Our role has also become much more valued as advisers at an earlier stage. Naturally it depends upon each network within a particular country, but we really like to involve local expertise early on, right from the medical indication group stage. And, with key opinion leaders you need these relationships right from the beginning – these are relationships that take time and effort to develop.

Financially, budgets have plateaued, so it's finding the best way to deploy the money available. Gone are the days when an overall budget is handed out at the start. Now we see increased focus on achieving important, early targets, evaluation and then expansion into other areas, with a budget allocation at each stage, which actually gives more flexibility.

One hub of all knowledge?

Gloria Gibbons, president Europe, Asia Pacific and Latin America, Ogilvy CommonHealth Worldwide

Our business model has changed over the last few years to reflect the changing needs of our pharmaceutical clients. The challenge is that no one client organisational structure in Europe is the same. And they are continually evolving. So our organisational structure needs to be flexible to deliver a variety of different solutions.  
One of the biggest shifts we have seen with our European clients is how they are going to market. Not that long ago, we would have seen clients marketing on a country- by-country basis with very different campaigns and solutions. Today we see them wanting to take a much more centralised approach to planning and delivering these programmes into the market place.

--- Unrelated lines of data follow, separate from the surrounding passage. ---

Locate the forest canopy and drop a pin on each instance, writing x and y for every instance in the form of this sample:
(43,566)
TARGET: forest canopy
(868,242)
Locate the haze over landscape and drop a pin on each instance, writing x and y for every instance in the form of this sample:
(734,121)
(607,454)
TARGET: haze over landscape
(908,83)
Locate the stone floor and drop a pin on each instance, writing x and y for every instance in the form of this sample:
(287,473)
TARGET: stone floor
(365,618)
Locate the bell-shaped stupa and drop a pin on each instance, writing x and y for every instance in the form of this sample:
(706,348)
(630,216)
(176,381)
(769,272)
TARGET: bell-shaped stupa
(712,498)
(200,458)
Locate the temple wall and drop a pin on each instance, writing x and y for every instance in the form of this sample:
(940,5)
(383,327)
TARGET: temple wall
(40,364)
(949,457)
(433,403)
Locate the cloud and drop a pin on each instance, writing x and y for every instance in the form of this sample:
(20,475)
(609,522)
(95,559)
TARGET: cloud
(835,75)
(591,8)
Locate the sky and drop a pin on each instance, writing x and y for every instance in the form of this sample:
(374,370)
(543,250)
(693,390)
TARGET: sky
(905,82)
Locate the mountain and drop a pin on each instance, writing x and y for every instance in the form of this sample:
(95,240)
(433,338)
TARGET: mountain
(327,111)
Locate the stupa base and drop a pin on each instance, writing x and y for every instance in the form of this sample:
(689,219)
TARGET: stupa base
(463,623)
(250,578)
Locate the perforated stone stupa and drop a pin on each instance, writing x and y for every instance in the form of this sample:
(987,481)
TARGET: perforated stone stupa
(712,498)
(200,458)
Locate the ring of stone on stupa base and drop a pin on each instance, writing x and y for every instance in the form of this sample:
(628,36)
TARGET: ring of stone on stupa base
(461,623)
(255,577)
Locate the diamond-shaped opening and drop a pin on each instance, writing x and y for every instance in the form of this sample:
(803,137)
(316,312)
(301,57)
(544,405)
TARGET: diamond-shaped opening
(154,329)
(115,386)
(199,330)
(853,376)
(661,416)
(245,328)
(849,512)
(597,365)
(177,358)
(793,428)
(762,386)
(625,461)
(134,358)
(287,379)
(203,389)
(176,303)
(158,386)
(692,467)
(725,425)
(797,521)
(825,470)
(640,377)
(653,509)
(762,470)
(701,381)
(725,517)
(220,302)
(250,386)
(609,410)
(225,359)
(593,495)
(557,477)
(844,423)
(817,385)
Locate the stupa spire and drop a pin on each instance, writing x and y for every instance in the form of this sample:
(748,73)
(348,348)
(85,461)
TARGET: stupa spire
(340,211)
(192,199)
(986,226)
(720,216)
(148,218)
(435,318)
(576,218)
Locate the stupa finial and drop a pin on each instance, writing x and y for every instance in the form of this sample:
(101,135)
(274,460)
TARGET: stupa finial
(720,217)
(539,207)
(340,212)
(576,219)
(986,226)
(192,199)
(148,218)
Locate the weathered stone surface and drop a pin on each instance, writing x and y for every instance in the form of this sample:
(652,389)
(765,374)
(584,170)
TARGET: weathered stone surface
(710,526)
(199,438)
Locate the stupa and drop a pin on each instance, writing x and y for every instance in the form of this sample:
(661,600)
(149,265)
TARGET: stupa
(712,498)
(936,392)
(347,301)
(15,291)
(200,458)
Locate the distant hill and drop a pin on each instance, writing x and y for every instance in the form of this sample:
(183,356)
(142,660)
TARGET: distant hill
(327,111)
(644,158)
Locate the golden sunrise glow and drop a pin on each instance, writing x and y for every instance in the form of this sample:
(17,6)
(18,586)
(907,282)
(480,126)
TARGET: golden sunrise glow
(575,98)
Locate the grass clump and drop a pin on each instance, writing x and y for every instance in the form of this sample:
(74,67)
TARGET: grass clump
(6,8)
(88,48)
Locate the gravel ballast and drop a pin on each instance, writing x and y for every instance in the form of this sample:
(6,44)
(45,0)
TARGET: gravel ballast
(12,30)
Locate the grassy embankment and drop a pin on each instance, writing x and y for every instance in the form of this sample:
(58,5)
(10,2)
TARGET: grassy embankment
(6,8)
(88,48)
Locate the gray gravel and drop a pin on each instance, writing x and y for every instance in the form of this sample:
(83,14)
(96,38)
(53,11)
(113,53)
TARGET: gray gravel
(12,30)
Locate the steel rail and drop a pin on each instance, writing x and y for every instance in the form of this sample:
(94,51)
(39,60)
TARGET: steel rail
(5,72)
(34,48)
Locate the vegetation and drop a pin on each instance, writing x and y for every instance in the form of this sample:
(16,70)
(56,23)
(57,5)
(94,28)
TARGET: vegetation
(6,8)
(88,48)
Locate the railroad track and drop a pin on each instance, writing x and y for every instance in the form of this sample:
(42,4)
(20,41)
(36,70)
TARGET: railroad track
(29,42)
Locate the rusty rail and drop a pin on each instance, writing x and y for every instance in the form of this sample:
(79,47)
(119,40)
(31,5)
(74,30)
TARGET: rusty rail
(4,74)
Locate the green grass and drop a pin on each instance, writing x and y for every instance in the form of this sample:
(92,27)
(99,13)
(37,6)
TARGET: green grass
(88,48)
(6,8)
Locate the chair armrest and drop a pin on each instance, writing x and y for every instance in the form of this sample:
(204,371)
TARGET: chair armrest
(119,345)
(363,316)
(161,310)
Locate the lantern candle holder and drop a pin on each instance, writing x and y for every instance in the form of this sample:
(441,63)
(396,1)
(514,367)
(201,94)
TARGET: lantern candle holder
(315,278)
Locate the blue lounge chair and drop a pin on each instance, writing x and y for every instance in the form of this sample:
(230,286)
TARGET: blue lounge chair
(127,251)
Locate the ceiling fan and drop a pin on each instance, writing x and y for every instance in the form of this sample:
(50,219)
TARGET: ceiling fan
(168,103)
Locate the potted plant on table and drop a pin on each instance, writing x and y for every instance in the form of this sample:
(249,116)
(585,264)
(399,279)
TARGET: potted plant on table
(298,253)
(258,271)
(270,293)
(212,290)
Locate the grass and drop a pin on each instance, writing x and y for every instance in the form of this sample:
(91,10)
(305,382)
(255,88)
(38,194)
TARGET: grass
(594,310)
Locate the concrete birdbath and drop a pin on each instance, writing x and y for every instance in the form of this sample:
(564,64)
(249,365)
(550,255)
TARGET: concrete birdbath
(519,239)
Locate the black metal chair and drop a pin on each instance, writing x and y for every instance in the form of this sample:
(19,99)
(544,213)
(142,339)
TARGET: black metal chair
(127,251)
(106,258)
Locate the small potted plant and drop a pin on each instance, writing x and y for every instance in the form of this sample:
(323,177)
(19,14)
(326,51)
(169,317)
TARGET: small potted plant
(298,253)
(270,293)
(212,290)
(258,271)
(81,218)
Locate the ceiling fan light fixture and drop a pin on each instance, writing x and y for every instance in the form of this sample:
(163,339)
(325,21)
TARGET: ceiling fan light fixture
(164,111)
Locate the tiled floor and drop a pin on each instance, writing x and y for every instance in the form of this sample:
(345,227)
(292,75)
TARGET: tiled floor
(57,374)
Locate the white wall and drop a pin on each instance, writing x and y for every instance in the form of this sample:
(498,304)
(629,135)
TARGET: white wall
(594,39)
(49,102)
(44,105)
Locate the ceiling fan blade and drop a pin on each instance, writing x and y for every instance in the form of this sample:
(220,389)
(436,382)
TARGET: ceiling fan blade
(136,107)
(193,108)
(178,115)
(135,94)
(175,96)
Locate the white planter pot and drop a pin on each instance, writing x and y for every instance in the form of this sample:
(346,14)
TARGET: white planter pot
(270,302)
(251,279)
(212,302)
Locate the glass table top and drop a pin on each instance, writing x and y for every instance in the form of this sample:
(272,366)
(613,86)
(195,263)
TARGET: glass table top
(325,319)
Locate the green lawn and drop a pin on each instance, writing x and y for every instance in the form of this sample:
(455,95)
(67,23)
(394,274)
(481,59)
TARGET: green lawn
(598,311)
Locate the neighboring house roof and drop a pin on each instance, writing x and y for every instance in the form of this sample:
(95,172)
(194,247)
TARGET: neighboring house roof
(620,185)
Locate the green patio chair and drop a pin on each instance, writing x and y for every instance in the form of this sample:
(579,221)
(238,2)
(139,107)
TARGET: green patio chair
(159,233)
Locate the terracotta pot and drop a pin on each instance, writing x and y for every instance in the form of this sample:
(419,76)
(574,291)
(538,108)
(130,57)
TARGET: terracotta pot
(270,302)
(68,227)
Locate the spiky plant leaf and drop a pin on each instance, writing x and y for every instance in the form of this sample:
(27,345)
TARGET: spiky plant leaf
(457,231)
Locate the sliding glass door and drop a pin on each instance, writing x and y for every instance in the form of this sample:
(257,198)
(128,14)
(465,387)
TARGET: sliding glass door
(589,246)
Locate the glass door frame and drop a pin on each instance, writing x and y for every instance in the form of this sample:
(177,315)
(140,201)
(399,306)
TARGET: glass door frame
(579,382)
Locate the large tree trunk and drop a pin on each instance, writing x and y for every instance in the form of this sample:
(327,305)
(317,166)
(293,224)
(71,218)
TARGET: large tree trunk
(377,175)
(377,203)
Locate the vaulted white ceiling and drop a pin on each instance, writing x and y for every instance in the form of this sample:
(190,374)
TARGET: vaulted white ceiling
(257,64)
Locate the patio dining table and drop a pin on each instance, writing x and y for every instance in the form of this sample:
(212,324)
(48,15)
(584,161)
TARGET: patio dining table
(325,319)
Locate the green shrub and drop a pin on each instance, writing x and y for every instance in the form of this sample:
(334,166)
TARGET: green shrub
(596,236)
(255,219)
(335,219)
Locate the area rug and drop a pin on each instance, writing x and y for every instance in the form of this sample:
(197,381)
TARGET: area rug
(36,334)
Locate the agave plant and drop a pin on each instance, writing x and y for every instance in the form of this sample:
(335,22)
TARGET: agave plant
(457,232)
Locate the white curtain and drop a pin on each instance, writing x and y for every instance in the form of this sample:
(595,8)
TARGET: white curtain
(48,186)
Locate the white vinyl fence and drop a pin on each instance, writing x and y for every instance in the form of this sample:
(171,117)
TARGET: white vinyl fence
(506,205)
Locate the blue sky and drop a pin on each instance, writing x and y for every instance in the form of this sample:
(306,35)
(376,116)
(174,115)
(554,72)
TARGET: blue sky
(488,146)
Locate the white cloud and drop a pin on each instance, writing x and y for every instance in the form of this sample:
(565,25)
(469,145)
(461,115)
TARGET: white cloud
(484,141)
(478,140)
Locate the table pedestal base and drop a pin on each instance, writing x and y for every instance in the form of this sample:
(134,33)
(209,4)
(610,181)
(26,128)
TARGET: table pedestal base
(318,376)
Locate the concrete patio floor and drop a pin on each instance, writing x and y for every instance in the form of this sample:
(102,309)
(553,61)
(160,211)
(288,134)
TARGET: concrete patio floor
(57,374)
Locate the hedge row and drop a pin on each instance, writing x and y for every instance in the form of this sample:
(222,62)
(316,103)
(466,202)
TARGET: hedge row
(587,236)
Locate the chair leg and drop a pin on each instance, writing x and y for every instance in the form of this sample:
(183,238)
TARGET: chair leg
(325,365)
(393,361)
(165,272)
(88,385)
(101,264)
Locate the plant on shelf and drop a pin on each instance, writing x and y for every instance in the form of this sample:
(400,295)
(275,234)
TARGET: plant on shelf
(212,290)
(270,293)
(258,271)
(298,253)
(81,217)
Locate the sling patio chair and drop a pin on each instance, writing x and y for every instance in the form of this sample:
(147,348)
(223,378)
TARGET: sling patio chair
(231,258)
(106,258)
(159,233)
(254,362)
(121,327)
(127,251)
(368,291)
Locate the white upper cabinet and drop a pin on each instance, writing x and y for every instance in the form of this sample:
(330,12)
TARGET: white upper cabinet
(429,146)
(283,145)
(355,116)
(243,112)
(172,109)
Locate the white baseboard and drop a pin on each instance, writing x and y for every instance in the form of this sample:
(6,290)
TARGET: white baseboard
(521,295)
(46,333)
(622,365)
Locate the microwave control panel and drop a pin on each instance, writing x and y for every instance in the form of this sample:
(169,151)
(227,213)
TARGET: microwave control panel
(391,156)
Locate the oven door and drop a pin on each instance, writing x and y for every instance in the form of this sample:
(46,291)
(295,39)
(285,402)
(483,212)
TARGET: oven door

Pharma in Europe is either creating European business hubs, moving budgets to centres of excellence in one or two markets for their products, and creating pan-regional campaigns – or focusing their energy on adaptation, and efficient and consistent multimarket implementation… leaving the global team to create the campaign concept. So our approach is to service global, regional and local clients in Europe, with each needing different marketing and communications solutions.

Clients may want a strategic consulting piece. They may want ideation with a creative campaign developed to master. They may indeed want consistent implementation across 40+ markets in Europe, using a single production and transcreation platform. They may want an individual local market stakeholder campaign. They may want to buy some or all of these services. The metrics have changed too – no longer is it just about a great creative idea, it is also about consistent, quick and efficient delivery across multiple markets.

For international work out of Europe, the UK is often still the first port of call for clients. But we also have Euro hub offices in Paris, Germany and Spain servicing regional or global clients. And with clients increasingly building multi-cultural cross-geo teams to support their brands in Europe, we are similarly building teams like that across our network.

Many pharma clients have tiered the markets in Europe in order of commercial importance: the Euro hub; the EU 5; and the rest. Their marcomms budgets have been prioritised accordingly. With pharma moving anything from 60-80 per cent of their budgets to a Euro hub, the local markets often have much smaller resources to work with. 

Agencies have had to adapt to this centralisation too. We have an 'open source' approach to talent. We put the best talent to work for a European client, independent of where he is based geographically.

Our clients' global focus has influenced our own structure. We have in place global and regional brand management teams for clients, with global and regional leaders assigned to that business. Through this infrastructure we drive the orchestration of our talent and our creative solutions across all disciplines. Like a conductor of an orchestra, we pull different teams together on a regular basis globally, regionally and locally as a way of driving quality, and cost-effectiveness.

So, to conclude, there is no one-size-fits-all approach. Clients have different corporate cultures, with different levels of central control, different organisational structures and so different agency needs.  It is an exciting time – one of continuous change and innovation for us.